The Effect of Endomucin on Cell Surface Receptor Signaling Is Specific for Vascular Endothelial Growth Factor Receptor 2.

Endomucin (EMCN) is a mucin-like glycoprotein selectively expressed by venous and capillary endothelium and, as a component of the endothelial glycocalyx, inhibits leukocyte adhesion. Previously our lab has determined that EMCN interacts with VEGFR2 and that its depletion inhibits VEGF165-induced VEGFR2 clathrin-mediated endocytosis and angiogenesis-related functions. We examined whether other tyrosine kinase receptors required the presence of EMCN or if EMCN regulates specifically VEGF165-induced VEGFR2 signaling. Thus, we investigated the role of EMCN in receptor internalization and signaling for VEGF121/VEGFR2, VEGF165/VEGFR1, and basic fibroblast growth factor (FGF-2)/FGF receptor 1 (FGFR1). Human retinal microvascular endothelial cell (HREC) migration was determined using a scratch wound-healing assay in which the extent of cell migration over a 16 hr period was quantified. EMCN mRNA depletion (95%, P<0.05) was achieved using siRNA. Equal molar concentration of VEGF165 (10 ng/ml) and VEGF121 (7.28 ng/ml), and FGF-2 at 10 ng/ml induced significant migration of HRECs compared to untreated controls (1.15 ± 0.02 vs. 1 ± 0.02, P=0.0027, 1.19 ± 0.03 vs. 1 ± 0.02, P<0.0001, 1.25 ± 0.04 vs. 1 ± 0.03, P<0.0001, respectively and n=12 for all groups). EMCN knockdown resulted in a significant decrease in cell migration stimulated by VEGF165 and VEGF121 compared to control (1.01 ± 0.02 vs. 1.15 ± 0.04, P=0.0061, 1.04 ± 0.04 vs. 1.19 ± 0.05, P=0.0021, n=12).

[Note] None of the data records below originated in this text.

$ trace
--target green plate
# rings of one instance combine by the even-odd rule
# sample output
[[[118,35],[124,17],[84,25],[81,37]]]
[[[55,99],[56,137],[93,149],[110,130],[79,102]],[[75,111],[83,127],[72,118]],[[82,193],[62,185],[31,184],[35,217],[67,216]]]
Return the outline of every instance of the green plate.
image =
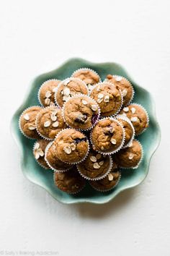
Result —
[[[87,184],[86,187],[76,195],[70,195],[60,191],[55,187],[53,182],[53,171],[45,170],[40,167],[32,157],[34,140],[24,137],[19,130],[18,121],[21,113],[24,108],[39,105],[37,91],[41,84],[48,79],[58,78],[63,80],[69,77],[77,69],[88,67],[94,69],[100,75],[102,80],[107,74],[116,74],[125,77],[133,84],[135,89],[133,102],[143,105],[147,110],[150,123],[149,127],[138,138],[142,143],[144,157],[138,169],[122,170],[122,178],[119,184],[112,191],[107,193],[98,192]],[[158,146],[161,132],[156,121],[155,106],[151,94],[136,84],[125,69],[116,63],[91,63],[81,59],[71,59],[60,67],[50,72],[42,74],[36,77],[30,84],[29,91],[21,106],[15,112],[11,124],[12,135],[21,152],[21,168],[25,176],[35,184],[45,189],[55,199],[63,203],[92,202],[105,203],[113,199],[121,191],[135,187],[141,183],[148,172],[151,156]]]

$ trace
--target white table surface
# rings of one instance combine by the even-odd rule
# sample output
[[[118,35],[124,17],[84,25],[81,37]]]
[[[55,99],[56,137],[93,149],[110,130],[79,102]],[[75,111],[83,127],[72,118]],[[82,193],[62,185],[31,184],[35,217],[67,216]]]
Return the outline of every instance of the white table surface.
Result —
[[[169,1],[1,1],[0,255],[170,255]],[[161,142],[148,176],[104,205],[27,180],[9,132],[35,76],[70,57],[116,61],[151,92]]]

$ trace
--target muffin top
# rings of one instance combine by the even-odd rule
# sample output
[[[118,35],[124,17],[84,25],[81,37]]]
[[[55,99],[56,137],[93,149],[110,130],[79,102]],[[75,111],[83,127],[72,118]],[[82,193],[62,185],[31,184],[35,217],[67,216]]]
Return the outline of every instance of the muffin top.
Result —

EMCN knockdown did not decrease FGF-2-induced migration compared to control (1.218 ± 0.08 vs. 1.248 ± 0.06, P=1.0, n=12). To determine internalization of cell surface receptors HREC surface proteins were labeled using sulfo-NHS-SS biotin, isolated using neutral-avidin beads and analyzed by western blot. Obtained values represent remaining receptor at the cell surface. EMCN knockdown did not influence VEGF165-induced VEGFR1 internalization (0.625 ± 0.11 vs. 0.386 ± 0.08, P=0.11, n=6), or FGF-2-induced FGFR1 internalization (0.734 ± 0.075 vs. 0.769 ± 0.074, p=0.74 n=7). These data suggest that EMCN modulates VEGFR2 internalization and function induced by both VEGF165 and VEGF121 isoforms, but does not impact VEGF165-induced VEGFR1 or FGF-2-induced FGFR1 internalization and function. These data support that the effects of EMCN on angiogenesis occur specifically through modulation of VEGFR2 function.